La France est-elle en mesure de regagner des parts de marché sur ces entrées de gamme ? L'Anivin en est persuadé. « L'objectif n'est pas de reconquérir les 5 Mhl fournis désormais par les Espagnols, mais d'en récupérer 2 Mhl en visant le haut de gamme de ce segment. On peut y arriver avec la création d'un vignoble de 20 000 ha, capable d'atteindre un rendement de 200 hl/ha », affirme Bruno Kessler.

L'Anivin a fait ses calculs. Elle évalue à 6 860 €/ha le coût de production sur un vignoble conduit en taille mécanique et en fertirrigation. Avec un rendement de 150 hl/ha et des vins valorisés à 50 €/hl, ce modèle assurerait un chiffre d'affaires de 7 500 €/ha. Pour une exploitation de 30 ha, la marge minimale serait de 19 170 €, après rémunération du viticulteur de 23 460 €/an inclus dans les coûts de production.

Sur le papier, cela semble convaincant. Reste à voir si, sur le terrain, les producteurs récoltent bien 150 hl/ha tous les ans et s'ils abaissent les coûts au seuil prévu dans ces calculs. Parmi les témoignages que nous avons pu recueillir, rares sont ceux qui atteignent les 150 hl/ha, la moyenne se situant entre 120 et 130 hl/ha. Mais il est vrai qu'aucun n'a recours à la fertirrigation. Seuls les viticulteurs charentais semblent assurés d'atteindre, voire de dépasser ce rendement.

Quoi qu'il en soit, le problème est bel et bien posé. En France, la consommation de VSIG toutes origines confondues s'élève à 5,4 Mhl, dont seulement 1,7 Mhl en vin de France. La production peut-elle se désintéresser d'un segment qui représente près du tiers de son marché domestique ? Poser la question, c'est déjà y répondre.

Qui consomme du vin de France ?

Mine de rien, les vins à moins de 2 euros la bouteille remportent un certain succès puisqu'ils représentent près d'un tiers des vins consommés en France. L'étude des panels de consommation montre qu'ils sont achetés par une clientèle plutôt âgée : 44 % des consommateurs ont entre 50 et 64 ans, 37 % ont plus de 64 ans.
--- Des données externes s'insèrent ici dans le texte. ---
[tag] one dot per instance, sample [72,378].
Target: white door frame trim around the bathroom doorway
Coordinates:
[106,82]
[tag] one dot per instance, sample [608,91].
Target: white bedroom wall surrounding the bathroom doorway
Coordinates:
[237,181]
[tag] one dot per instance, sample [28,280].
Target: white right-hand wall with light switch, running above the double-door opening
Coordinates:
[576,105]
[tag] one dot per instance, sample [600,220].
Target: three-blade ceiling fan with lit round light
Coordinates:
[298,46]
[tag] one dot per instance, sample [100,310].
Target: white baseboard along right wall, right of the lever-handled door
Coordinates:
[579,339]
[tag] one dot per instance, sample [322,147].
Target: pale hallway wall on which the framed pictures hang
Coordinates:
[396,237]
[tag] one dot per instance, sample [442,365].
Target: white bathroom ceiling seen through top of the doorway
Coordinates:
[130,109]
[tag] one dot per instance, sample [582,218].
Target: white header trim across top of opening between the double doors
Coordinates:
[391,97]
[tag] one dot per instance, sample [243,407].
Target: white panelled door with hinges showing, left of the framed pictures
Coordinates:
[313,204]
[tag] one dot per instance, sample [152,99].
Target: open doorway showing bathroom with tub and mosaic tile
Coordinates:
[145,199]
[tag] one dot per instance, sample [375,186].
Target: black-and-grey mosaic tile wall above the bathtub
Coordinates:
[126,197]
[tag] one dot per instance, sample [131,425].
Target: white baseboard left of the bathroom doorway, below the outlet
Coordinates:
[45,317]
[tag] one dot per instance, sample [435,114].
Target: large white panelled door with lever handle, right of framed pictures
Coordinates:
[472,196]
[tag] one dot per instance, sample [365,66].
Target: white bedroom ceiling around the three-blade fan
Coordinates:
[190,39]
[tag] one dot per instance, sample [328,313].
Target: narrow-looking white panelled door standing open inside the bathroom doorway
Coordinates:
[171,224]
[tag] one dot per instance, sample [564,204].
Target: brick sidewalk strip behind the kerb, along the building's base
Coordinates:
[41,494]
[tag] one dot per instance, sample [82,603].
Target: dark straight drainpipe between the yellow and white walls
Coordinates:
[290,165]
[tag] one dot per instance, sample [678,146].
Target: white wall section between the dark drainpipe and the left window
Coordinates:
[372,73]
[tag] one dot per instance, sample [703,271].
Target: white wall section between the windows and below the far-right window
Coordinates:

Sans surprise, on observe également que ce sont les catégories socioprofessionnelles les plus modestes qui achètent ces vins premiers prix : 48 % des consommateurs ont des revenus moyens inférieurs et 16 % se situent dans la tranche des revenus modestes. Seuls 9 % des amateurs des vins d'entrée de gamme se trouvent dans la tranche des revenus aisés.

Quatre départements producteurs

Le Languedoc est la plus grosse région de production de vins de France. En 2015, les trois départements (Aude, Hérault et Gard) en ont revendiqué 1,1 million d'hectolitres dont 750 000 hl de rouge, 225 000 hl de blanc et 140 000 hl de rosé. Ces revendications sont en net recul par rapport à 2013, date de la dernière grosse récolte qui avait conduit les producteurs languedociens à revendiquer 400 000 hl de plus. Le Gers est, lui, le premier producteur de vins de France blancs avec des volumes en hausse constante au cours des trois dernières années : 358 000 hl revendiqués en 2015, soit 35 % des volumes nationaux, contre 125 000 hl en 2013. Ces chiffres ne tiennent pas compte des volumes d'AOP et d'IGP qui sont repliés et viennent gonfler les disponibilités du marché.